The professor of the course will notify the Provost’s and Student Life offices of all instances of academic dishonesty (link to report form). For minor, first offenses, the infraction will simply be noted. For repeated or more severe infractions, other actions may be taken by the college that include but are not limited to a written warning or initiating a student conduct meeting (which could lead to suspension, or expulsion).
If instances of plagiarism are discovered after a course or a degree is completed, the level and frequency of plagiarism will be evaluated by the Vice Provost in consultation with relevant faculty members. Consequences may include changing the grade awarded in a course or courses, delaying the awarding of the degree, withholding the degree, or rescinding the degree.

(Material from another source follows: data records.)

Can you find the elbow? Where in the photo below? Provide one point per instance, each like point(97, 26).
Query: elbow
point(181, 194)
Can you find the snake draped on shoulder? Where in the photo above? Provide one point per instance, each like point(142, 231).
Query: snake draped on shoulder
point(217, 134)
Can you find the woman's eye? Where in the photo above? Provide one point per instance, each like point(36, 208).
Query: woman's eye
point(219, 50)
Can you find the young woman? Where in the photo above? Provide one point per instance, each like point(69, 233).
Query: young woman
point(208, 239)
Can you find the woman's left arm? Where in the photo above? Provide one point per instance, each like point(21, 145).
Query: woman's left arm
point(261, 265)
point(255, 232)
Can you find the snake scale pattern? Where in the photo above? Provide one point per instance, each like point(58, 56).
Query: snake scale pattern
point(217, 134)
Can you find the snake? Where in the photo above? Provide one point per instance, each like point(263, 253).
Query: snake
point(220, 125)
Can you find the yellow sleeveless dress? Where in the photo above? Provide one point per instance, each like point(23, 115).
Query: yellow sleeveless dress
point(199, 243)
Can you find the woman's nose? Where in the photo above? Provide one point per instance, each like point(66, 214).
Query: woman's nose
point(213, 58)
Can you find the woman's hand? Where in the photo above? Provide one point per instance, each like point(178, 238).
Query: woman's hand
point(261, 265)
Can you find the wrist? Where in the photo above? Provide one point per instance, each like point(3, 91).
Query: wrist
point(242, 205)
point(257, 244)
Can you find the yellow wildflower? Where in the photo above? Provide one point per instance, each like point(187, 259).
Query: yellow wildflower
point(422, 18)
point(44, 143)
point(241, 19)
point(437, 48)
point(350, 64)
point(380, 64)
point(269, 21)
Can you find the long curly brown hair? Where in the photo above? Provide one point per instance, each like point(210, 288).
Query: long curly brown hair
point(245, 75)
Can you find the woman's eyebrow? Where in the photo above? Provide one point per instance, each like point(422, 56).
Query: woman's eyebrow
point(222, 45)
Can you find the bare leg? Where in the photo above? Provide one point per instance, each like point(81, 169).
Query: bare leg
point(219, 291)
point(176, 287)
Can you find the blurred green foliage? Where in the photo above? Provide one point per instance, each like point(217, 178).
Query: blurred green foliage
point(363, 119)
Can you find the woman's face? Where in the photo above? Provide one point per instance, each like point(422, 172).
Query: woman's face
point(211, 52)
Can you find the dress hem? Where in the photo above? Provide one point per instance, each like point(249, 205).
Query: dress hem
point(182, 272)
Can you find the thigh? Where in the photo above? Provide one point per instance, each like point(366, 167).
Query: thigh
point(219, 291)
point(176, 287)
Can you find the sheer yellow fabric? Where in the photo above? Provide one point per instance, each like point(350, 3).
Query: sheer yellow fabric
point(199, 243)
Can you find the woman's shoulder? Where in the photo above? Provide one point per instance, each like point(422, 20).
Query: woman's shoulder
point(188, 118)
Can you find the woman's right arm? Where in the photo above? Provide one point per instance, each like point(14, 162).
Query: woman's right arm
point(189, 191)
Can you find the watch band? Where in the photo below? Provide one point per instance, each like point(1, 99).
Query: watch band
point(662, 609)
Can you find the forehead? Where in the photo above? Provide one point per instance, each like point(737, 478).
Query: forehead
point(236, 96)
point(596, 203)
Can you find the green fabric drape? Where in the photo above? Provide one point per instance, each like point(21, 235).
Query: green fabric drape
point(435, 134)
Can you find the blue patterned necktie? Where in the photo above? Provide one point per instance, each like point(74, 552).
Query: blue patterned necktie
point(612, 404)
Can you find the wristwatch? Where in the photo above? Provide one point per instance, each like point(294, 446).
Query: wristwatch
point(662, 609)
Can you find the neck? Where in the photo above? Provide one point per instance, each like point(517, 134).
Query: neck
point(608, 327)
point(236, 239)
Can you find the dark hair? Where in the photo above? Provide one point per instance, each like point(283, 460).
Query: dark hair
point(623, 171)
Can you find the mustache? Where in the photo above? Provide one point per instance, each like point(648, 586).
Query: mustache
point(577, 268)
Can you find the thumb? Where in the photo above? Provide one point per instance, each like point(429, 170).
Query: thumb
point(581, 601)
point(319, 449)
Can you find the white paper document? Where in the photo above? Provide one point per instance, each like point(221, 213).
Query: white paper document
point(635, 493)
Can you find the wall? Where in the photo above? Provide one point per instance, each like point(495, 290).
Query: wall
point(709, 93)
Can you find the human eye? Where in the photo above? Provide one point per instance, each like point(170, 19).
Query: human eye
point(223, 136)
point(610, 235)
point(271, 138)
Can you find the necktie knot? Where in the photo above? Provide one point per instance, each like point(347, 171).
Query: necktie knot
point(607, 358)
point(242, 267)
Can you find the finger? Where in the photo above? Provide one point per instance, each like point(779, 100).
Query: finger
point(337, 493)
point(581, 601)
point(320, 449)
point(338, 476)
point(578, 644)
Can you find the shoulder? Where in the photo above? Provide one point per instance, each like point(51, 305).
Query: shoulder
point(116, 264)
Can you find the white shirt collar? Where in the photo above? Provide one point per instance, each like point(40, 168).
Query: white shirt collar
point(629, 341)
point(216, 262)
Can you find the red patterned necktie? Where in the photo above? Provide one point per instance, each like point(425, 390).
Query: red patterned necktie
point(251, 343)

A student who feels that he or she has been unfairly accused or unjustly treated regarding violations of the Academic Integrity Policy may appeal to the Provost (or designee). Appeals must be in writing and submitted to the Provost’s Office during regular business hours (Monday through Friday, 8 a.m. to 5 p.m.) within three calendar days of the decision. If the third day falls on a non-business day, submit appeals via email to email@example.com.
An appeal must be in writing and include a statement outlining and supporting the specific grounds on which the student is appealing. The appeal is not a rehearing of the original case and the role of the Provost is not to substitute his or her own judgment for the judgment of the original decision. The role of the appeal officer is to determine whether a new decision should be considered due to a procedural error, the availability of new information or the imposition of excessive sanctions. During the appeal process, the Provost may choose to set aside sanctions as appropriate.
Following a prompt and effective review, the Provost will communicate a decision on the student’s appeal no later than ten business days following the submission of the appeal. The decision will be communicated in writing to the appealing student. The decision will be in one of the two following forms:
- Original Decision Upheld: Where review of the original decision does not demonstrate a different decision is warranted, the original decision will be upheld.
- Original Decision Modified: Where review of the original decision demonstrates support for the appeal and a different decision is warranted, the Provost will modify the original decision. This decision may include sanctions being decreased, modified, or revoked.
The decision on the appeal is final, and no other office will accept or review appeals following the decision.